İnceleme: Fatih Šabović
Twitter: @fatihsabovic
Ünlü filozof Friedrich Nietzsche’nin bir sözü vardır;
“Tanrı öldü! İnsanlara merhametinden öldü Tanrı!” der.
23 senelik yaşantımda, dönüp Yugoslavya’yı dağıtan savaşlara bakıyorum ve en derinden diyorum ki;
“İnsanlık öldü! Yugoslavya’da can veren masum insanlara olmayan merhametinden öldü insanlık!”
Tam da o anda bir çift göz geliyor gözlerimin önüne sanki… 26 yaşındaki Sırp bir gence ait, bir çift göz… Srđan Aleksić adı. Yerde yatıyor, savunmasız… ‘Arkadaş’ dediği, vatandaşı olan askerler onu öldüresiye dövüyor ve durmuyorlar, ta ki Srđan komaya girene kadar. 1 hafta sonra bedeni dayanmıyor, hayatını kaybediyor.
KRUGOVİ FİLMİNDE İŞLENEN HİKAYENİN ASLI
“Neden bu vahşilik?” ve “Sırp askeri, Sırp askerini öldürür mü?” dediğinizi duyar gibiyim. 21 Ocak 1993’te şimdi Bosna Hersek’te yer alan Trebinje kentindeki 3 Sırp asker, Srđan Aleksić adlı arkadaşlarının komşusu olan bir Müslüman Boşnak’ı (Alen Glavović) sebepsizce dövüyor. Herkes izlerken, Srđan durmuyor. Engel oluyor.
Bu kez saldırının rotası Srđan Aleksić’e dönüyor. Müslüman dostu canını zor kurtarırken öldüresiye dövülen genç adam, komadan çıkamayıp 6 gün sonra can veriyor.

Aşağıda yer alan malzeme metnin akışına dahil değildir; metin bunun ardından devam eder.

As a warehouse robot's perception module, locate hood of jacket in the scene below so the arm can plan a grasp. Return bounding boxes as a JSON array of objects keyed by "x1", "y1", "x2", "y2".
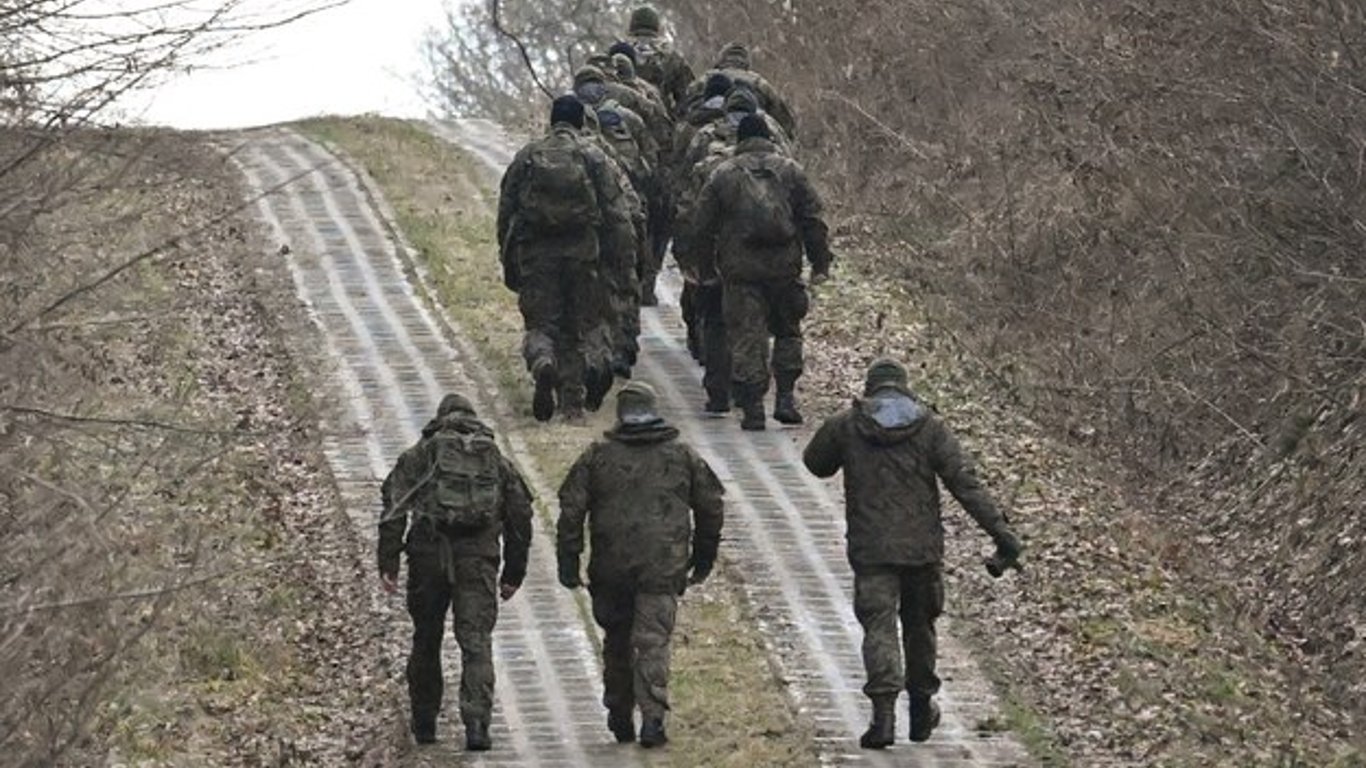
[{"x1": 854, "y1": 387, "x2": 930, "y2": 445}]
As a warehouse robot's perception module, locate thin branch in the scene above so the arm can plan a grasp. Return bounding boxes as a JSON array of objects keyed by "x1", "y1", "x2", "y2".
[
  {"x1": 489, "y1": 0, "x2": 555, "y2": 98},
  {"x1": 0, "y1": 563, "x2": 256, "y2": 618}
]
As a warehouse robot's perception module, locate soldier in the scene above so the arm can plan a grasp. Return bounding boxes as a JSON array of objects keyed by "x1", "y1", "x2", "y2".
[
  {"x1": 378, "y1": 395, "x2": 531, "y2": 752},
  {"x1": 626, "y1": 5, "x2": 693, "y2": 115},
  {"x1": 802, "y1": 359, "x2": 1023, "y2": 749},
  {"x1": 684, "y1": 42, "x2": 796, "y2": 139},
  {"x1": 691, "y1": 115, "x2": 835, "y2": 430},
  {"x1": 497, "y1": 96, "x2": 635, "y2": 421},
  {"x1": 556, "y1": 381, "x2": 724, "y2": 748}
]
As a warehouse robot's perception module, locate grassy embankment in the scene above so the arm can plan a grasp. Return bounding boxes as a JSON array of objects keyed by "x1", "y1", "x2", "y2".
[
  {"x1": 0, "y1": 131, "x2": 396, "y2": 765},
  {"x1": 302, "y1": 119, "x2": 816, "y2": 767}
]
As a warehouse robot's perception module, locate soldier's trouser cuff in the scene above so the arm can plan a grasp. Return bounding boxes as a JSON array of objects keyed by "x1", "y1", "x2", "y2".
[{"x1": 631, "y1": 594, "x2": 678, "y2": 719}]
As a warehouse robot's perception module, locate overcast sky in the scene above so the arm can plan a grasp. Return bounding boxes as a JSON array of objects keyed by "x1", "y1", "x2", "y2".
[{"x1": 124, "y1": 0, "x2": 443, "y2": 128}]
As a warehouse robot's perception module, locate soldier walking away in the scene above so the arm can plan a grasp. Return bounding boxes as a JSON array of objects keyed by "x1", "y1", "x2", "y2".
[
  {"x1": 378, "y1": 395, "x2": 531, "y2": 752},
  {"x1": 497, "y1": 96, "x2": 635, "y2": 421},
  {"x1": 802, "y1": 358, "x2": 1023, "y2": 749},
  {"x1": 556, "y1": 381, "x2": 724, "y2": 748},
  {"x1": 690, "y1": 115, "x2": 835, "y2": 430},
  {"x1": 626, "y1": 5, "x2": 693, "y2": 115}
]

İşte bu kahramanın hikayesini, Srđan Golubović isimli Sırp yönetmen Krugovi (Kesişen Hayatlar) adlı filmle mercek altına alıyor.
ACI, DRAM, HÜZÜN VE YALNIZLIK
Filmin Türkçe altyazılı hâlini internette aratınca çok rahat bulabileceğiniz için ben size filmi anlatmayacağım. Bende bıraktığı izlerden bahsedeceğim yapabildiğim kadarıyla… Bir kere filmi en derininizde hissedebilmeniz için, Yugoslavya kökenli olmanızın bir etken olacağını düşünebilirsiniz, doğru da…
Fakat bana göre bu yaşanmış hikayenin filmini, içinde insanlıktan ve merhametten az da olsa kalıntılar taşıyan herkes benimseyecektir. Kin, geçmişte yaşananlardan ötürü asla yok olmayan kırgınlıklar, üzüntü, dram, her şey var Krugovi’de… Yalnızlığı da, eklemek gerek.
TÜM MASUMLARA, KÜÇÜK BİR ARMAĞAN…
Hikayenin akışı, filmin senaryosu ise bana Amores Perros adlı -bana göre- başyapıtı hatırlattı biraz. Konu akışı ilginç işlenmiş. ‘Durağan’ ve ‘Yavaş ilerliyor’ diyebilirsiniz. Öyle de zaten. Ama bu, ‘işlenen konunun etkisini artırma’ olarak döndü bana. Her saniyesini, her karesini hafızama kazıdım filmin.
Büyük bir insanlık ayıbının ortasında, küçük-büyük neye ‘Dur’ derse desin, bir kahramanı anlatıyordu film… Srđan’ın kurtardığı Alen Glavović’in her sene dostunun Trebinje’deki mezarını ziyaret ettiğini eklemekte de fayda var. Filmi izledikten sonra yorumlarınızı benimle de paylaşırsanız çok mutlu olurum. Bu yazı vesilesiyle, Yugoslavya parçalanırken yaşamını yitiren, dil, din, ırk ayırt etmeksizin tüm masum insanların ruhlarına selam olsun…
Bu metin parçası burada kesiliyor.